Burlington School Committee v. Massachusetts Department of Education (1985), 471 U.S. 359.
Michael Panico was a student in the Burlington School District in Massachusetts. Michael was diagnosed with “specific learning disabilities” and regularly performed poorly at school, despite his high level of intelligence.
The school district determined that it did not have an appropriate in-district program for him, so it revised Michael’s IEP for the 1979-1980 school year to place him at the Pine Glen School. Michael’s parents rejected the IEP, sought review, and had an evaluation done that indicated that Michael required placement in a “highly specialized setting.” Michael’s parents placed him independently at the Carroll School, a state approved private school.
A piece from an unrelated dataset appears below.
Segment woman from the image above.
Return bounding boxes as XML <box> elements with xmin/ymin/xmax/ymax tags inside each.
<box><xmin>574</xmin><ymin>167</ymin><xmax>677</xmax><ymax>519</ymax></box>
1) Whether reimbursement is allowed for state approved private school placements (and related expenses) when a child has been denied a free, appropriate public education in the public school district.
2) Whether reimbursement is barred by §1415(e)(3) when parents reject a proposed IEP and place the child in a state approved private school without the consent of the school district.
3) Whether or not the reimbursement can be retroactive.
Split among circuits regarding reimbursement: Does it begin after the case is litigated, or at the date of placement (the date of the denial of FAPE)?
Supreme Court Decision
If a state approved private school is proper under the Act, and the IEP is inappropriate in its placement for the child at a public school, then an IEP must be created to place the child at a private school at public expense.
The Supreme Court held that the Act (the Education of the Handicapped Act, now the IDEA) requires reimbursement and that the court must grant appropriate relief. That appropriate relief includes retroactive reimbursement.
According to the Supreme Court’s decision, reimbursement simply means “expenses [the district] should have paid all along and would have borne in the first instance had it developed a proper IEP.”